中井工務店の不動産事業Ⅰ

2026年5月27日

なぜ中井工務店は不動産業を始めるのか
このたび弊社では不動産業の資格を取得し、今夏をめどに不動産の取り扱いを開始する予定です。

■ 増え続ける空き家
市内の至るところで放置されたままの空き家が増えてきています。庭木は伸び放題で、屋根は傷み、雨が入り、やがて人が住めない状態になり、この町の風景が少しずつ崩れていく。
丹波篠山で商いをする者として、そういう情景をただ見ているだけでよいのだろうか。そんな思いが強くなっていきました。

■ 流通しない家があるという現実
古民家は人気があります。市内でも立地の良い物件は価格も上がっていますが、少し不便な場所にあるというだけで本当はまだ活かせる家なのに、正しく価値が伝わらず、誰にも選ばれないまま残っていることも多く、その姿を見るたびに、「もったいない」という言葉では足りないある種の悔しさも感じていました。しかし、「工務店」だけではその“流通”の部分に関わることができない現実がありました。

■ 新築価格の上昇という壁
度重なる物価高騰により、新築住宅の価格は今もなお上がり続けています。「本当はこのくらいの家を建てたい」そうおっしゃるお客様に、価格面で十分にお応えできない場面も増えてきました。それが正直に言って悔しい。だからこそ私たちは、『中古物件+リノベーション』という選択肢をもっと自然に提案できる環境をつくりたいと考えました。

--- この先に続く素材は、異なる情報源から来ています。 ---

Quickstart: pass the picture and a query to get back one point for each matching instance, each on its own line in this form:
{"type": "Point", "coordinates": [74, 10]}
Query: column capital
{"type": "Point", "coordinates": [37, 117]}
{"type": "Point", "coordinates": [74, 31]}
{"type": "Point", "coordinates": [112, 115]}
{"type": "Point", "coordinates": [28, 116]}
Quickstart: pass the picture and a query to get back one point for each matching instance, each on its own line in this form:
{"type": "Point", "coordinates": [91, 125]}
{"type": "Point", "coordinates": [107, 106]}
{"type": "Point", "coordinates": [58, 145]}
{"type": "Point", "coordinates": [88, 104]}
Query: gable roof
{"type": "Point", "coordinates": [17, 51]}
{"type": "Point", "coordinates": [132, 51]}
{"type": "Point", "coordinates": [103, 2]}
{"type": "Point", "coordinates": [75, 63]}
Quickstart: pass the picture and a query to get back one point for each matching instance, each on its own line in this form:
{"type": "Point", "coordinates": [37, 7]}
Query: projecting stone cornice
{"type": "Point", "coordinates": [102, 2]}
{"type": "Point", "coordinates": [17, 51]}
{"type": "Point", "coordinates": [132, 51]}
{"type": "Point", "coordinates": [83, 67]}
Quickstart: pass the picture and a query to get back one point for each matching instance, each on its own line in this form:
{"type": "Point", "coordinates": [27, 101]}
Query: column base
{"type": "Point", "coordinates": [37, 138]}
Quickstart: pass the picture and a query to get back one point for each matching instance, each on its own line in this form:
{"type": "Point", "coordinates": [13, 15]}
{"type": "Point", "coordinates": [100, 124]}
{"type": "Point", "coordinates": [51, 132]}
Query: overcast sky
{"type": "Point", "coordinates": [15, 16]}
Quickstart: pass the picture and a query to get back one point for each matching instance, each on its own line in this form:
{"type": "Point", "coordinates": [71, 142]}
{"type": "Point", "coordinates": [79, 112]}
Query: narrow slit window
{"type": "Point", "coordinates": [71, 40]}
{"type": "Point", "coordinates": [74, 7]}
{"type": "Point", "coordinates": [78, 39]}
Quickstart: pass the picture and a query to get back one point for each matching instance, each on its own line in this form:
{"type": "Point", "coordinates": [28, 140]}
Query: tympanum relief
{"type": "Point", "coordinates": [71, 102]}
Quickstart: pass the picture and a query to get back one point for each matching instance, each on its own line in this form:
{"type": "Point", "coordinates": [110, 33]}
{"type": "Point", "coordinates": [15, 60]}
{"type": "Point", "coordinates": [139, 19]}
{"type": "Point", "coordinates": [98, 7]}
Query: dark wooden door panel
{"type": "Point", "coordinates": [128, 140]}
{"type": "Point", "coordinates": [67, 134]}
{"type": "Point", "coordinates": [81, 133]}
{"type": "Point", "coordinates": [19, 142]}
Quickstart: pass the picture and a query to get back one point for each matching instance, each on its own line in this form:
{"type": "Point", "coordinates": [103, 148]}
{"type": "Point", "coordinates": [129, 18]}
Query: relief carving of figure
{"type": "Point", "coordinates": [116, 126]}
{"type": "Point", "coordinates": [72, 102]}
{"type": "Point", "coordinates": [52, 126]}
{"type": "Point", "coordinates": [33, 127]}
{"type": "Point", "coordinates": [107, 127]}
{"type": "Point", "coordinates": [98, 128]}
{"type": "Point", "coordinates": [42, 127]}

「建築」と「不動産」が分かれている限り、この提案は本当の意味で一体とはなりません。

■ 売りたい人と探している人
家を手放したい方がいる。家を探している方もいる。けれど、双方がうまく出会えていない。その間に立てる立場にいながら、制度上、関わることができない。そのもどかしさが、今回の不動産業を始めるという決断の大きな理由です。

■ 移住後の“その後”
丹波篠山に移住して来られた方の中には、地域との関係づくりに悩まれる方もいらっしゃいます。移住して家は建てたけれど、その先はどうだろう。本当の意味でこの町に溶け込むまで、見守る存在でありたい。それもまた、地域工務店の役目だと思うのです。

――建てる会社から、つなぐ会社へ
私たちはこれから
・守る
・活かす
・つなぐ
という役割も担ってまいります。